Mizzou Engineering student careers receive boost from rocket launching competition
Space travel isn’t just for government anymore, many enthusiasts believe.
That belief helped spark a national rocket launching contest in which Mizzou Engineering’s student aeronautics team will compete for the first time later this month. The MU American Institute of Aeronautics and Astronautics (AIAA) student chapter has built a 10-foot tall rocket that can climb nearly two miles into the atmosphere in hopes of winning top honors at the Experimental Sounding Rocket Association’s (ESRA) Intercollegiate Rocket Launch Competition on June 26-27 near Green River, Utah.
“We just decided to go a whole new route with rockets, and tackle a new challenge,” said outgoing AIAA Chairman Ryan Goold, who received a mechanical and aerospace engineering degree last month. “I hope to spark interest in returning members to continue researching rockets.”
As does ESRA, the not-for-profit organization sponsoring the third annual competition. ESRA, formed in 2003 by Utah State University faculty members and students to promote science and engineering education, aims to prepare aerospace engineering students throughout the country to serve commercial space travel providers.
Since the first private rocket ship took flight a few years ago, the private sector has started exploring the commercial possibilities of privately sponsored research, tourist and business space flights, said ESRA competition organizer Paul Mueller, an adjunct assistant professor at Utah State University.
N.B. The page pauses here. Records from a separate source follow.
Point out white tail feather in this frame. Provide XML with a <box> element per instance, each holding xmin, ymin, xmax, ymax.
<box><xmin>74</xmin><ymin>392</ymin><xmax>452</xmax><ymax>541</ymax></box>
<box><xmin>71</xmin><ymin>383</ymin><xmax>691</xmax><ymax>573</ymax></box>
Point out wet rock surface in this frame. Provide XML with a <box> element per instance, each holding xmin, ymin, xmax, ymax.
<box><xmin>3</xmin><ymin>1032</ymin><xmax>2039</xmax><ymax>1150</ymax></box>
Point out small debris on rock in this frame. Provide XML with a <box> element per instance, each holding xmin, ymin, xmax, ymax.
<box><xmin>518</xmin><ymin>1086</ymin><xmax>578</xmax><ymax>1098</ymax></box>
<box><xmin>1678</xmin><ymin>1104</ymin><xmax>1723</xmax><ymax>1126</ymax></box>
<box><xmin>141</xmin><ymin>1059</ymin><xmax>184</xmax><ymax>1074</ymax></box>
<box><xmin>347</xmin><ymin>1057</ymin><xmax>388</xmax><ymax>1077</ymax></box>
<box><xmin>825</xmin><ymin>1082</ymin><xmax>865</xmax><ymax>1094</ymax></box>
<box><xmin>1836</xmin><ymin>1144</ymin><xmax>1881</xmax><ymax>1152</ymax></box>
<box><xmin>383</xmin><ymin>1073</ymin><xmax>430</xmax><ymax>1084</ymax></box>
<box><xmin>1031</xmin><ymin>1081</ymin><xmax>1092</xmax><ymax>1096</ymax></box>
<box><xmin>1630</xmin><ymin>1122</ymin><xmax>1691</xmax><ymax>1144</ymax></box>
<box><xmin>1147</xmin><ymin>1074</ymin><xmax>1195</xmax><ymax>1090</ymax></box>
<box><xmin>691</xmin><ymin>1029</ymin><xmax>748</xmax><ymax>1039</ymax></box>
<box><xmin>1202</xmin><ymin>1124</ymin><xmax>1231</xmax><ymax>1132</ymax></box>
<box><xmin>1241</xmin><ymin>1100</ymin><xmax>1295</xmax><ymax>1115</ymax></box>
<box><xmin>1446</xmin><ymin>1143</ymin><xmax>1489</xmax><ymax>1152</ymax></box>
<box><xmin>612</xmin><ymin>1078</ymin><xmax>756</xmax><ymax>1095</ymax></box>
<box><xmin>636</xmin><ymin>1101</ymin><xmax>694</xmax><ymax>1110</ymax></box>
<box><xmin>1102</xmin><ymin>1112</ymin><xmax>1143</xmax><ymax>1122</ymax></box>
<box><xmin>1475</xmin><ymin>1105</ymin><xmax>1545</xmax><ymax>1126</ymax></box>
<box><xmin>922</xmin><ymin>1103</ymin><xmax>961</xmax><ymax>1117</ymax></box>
“We think commercial space…is going to take a much larger role in the future,” Mueller said.
Companies will need engineers who can build the hardware, motors and rocket engines required to fuel privately-funded space travel, he said. ESRA’s rocket launching competition is one of only a handful of rocket launching contests across the country to offer students hands-on competition experience in that field, Mueller said.
Mizzou mechanical and aerospace engineering senior Geoff Glidden relishes the experience of having helped build the team’s 95-pound rocket, which must be capable of carrying a payload of 10 pounds at least 10,000 feet high. It’s reminiscent of the model rockets with which most team members are familiar, but considerably more challenging, he said.
“Just to do that on a much larger scale is exciting,” Glidden said.